Lexington will soon have 24 new housing units for survivors of domestic violence.
Greenhouse17, which serves 17 Central Kentucky counties, announced this week that it has secured funding to build 12 single-story cottage-style duplexes on Greenhouse 17's 40-acre campus in rural Fayette County.
In addition, 12 apartments will be updated and converted in existing buildings on Mackenzie Lane and Cambridge Drive in Lexington.
Greenhouse17 provides housing, a 24-hour hotline, legal advocacy, counseling, medical treatment and other services to victims of domestic violence.
Greenhouse17 currently has an emergency shelter for women and children in crisis but has struggled to find transitional or supportive housing for women who are trying to leave a shelter and work toward independence, said Darlene Thomas, executive director of Greenhouse17.
"This will be the next step," Thomas said. "It allows us the ability to maintain contact and give them much-needed support services that they may need to gain independence."

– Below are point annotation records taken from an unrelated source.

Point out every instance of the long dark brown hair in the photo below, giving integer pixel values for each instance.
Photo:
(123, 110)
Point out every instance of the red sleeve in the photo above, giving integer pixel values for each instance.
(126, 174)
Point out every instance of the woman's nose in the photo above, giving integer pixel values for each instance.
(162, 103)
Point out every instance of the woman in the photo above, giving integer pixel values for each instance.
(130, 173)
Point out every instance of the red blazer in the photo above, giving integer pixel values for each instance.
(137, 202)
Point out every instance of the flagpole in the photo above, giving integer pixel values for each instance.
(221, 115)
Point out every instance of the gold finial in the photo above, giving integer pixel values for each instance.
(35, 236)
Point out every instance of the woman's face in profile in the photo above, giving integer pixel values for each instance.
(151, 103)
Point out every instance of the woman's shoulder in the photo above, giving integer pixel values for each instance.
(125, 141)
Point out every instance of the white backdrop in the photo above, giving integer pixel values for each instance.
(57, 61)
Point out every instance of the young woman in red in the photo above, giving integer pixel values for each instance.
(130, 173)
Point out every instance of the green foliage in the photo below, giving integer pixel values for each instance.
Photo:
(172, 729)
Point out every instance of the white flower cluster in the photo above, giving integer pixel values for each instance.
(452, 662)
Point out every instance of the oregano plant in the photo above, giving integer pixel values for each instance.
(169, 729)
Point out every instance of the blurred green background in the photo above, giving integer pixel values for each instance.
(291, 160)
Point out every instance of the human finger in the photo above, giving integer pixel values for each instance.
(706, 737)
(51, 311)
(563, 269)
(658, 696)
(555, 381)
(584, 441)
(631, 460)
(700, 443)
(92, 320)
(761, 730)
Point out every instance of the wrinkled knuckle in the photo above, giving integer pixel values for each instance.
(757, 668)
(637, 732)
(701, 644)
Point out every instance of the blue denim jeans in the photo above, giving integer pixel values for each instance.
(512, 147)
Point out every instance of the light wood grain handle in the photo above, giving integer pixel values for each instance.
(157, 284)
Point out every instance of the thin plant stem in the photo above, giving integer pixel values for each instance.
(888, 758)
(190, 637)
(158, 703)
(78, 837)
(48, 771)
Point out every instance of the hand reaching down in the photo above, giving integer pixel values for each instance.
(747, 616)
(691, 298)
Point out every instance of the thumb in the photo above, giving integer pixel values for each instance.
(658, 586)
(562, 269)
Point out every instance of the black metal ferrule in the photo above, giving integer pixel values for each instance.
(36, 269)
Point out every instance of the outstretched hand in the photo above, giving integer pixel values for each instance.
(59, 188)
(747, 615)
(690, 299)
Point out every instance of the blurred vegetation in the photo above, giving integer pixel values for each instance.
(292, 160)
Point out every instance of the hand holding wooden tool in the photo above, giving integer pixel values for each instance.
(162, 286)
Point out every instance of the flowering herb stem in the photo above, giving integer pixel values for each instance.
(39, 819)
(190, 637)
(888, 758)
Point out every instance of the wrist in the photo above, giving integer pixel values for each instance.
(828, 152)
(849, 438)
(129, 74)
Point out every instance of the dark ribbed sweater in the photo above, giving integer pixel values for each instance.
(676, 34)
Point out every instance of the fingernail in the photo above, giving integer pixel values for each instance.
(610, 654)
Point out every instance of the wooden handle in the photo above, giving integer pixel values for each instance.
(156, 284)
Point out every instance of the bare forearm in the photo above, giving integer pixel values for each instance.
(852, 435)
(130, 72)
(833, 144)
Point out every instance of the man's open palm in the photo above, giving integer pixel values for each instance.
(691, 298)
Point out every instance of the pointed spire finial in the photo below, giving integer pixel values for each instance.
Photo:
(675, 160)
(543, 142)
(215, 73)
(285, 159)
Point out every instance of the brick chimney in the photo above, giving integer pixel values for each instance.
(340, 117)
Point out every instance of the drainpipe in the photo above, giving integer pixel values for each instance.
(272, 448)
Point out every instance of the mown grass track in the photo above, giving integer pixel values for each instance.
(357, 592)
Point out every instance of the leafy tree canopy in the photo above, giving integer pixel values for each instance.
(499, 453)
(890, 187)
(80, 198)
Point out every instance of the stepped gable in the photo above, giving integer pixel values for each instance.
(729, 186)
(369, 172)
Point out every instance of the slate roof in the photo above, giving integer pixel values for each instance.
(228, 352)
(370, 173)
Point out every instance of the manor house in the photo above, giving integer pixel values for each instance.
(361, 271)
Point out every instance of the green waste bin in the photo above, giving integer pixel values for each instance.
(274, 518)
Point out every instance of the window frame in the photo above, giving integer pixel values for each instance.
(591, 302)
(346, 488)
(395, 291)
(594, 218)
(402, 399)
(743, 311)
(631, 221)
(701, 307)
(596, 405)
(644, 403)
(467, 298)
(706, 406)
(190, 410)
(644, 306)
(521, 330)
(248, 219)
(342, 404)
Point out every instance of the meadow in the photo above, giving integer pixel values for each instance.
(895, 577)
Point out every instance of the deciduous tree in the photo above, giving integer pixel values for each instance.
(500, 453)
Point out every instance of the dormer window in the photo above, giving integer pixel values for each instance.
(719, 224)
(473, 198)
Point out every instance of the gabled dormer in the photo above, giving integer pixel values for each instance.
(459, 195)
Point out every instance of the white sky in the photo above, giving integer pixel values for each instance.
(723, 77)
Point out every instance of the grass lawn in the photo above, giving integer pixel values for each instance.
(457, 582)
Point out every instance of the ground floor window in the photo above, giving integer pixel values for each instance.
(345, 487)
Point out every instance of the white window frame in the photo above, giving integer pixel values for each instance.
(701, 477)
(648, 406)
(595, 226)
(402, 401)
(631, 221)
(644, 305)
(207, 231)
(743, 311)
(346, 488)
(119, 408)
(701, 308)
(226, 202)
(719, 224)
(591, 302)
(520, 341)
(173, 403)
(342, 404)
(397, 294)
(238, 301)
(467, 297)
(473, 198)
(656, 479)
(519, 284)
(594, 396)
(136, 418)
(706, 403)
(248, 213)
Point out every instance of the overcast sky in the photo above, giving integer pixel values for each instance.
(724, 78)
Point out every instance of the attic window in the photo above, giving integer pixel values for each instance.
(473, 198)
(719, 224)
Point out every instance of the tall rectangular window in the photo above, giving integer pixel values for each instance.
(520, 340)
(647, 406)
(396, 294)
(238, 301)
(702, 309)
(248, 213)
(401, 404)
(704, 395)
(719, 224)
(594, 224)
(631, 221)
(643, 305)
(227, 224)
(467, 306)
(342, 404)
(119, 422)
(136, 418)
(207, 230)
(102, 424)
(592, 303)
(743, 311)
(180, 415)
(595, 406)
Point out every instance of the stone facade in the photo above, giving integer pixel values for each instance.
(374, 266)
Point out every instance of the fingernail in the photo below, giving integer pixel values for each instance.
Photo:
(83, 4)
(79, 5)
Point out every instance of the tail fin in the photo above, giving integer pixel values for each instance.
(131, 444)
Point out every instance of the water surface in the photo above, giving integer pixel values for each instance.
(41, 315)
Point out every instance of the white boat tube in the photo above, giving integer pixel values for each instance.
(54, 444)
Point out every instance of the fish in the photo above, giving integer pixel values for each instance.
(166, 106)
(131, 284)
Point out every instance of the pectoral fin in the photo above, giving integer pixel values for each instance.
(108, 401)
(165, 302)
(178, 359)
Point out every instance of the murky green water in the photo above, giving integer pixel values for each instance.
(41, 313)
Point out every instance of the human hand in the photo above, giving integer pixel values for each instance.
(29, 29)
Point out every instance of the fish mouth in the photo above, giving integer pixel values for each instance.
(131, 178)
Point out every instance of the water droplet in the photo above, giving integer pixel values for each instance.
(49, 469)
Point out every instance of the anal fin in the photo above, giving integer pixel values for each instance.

Those who are placed in the new housing units must have incomes below 60 percent of the area median income. They will receive case management and will be able to participate in financial education, credit counseling micro loans and other financial services.
Residents can stay for two years in the transitional housing program, Thomas said.
The apartments in Lexington and the cottages on the Greenhouse campus will hopefully be completed sometime late in 2016, Thomas said.
Greenhouse has been working for several years to secure funding for its transitional housing program. The Greenhouse housing project was announced at a ceremony at Greenhouse as part of a celebration of October as Domestic Violence Awareness Month. First Lady Jane Beshear, who attended the ceremony on Tuesday, applauded the Greenhouse project. Thomas said Beshear has been a longtime advocate of the state's domestic violence programs and helped the group secure funding for the new housing.
"During my time as first lady, I have visited many domestic violence survivors across Kentucky and have recognized firsthand the critical role our state programs and local shelters play in victims' lives," Beshear said. "The (new housing) units provide much-needed assistance to families suffering from domestic abuse and give them the leg-up they need to eventually stand on their own."
The $4.6 million project with the Kentucky Coalition Against Domestic Violence — a statewide coalition — and Housing Partnership Inc. is being paid for through an assortment of grants and tax credits. Some of those funding sources include: $338,000 in low-income housing tax credits and $226,000 from the Kentucky Housing Corporation's affordable housing trust fund; $499,000 in federal HOME funds and a $560,000 loan from the city's affordable housing fund; and a $3.3 million low-interest construction loan from HOPE of Kentucky.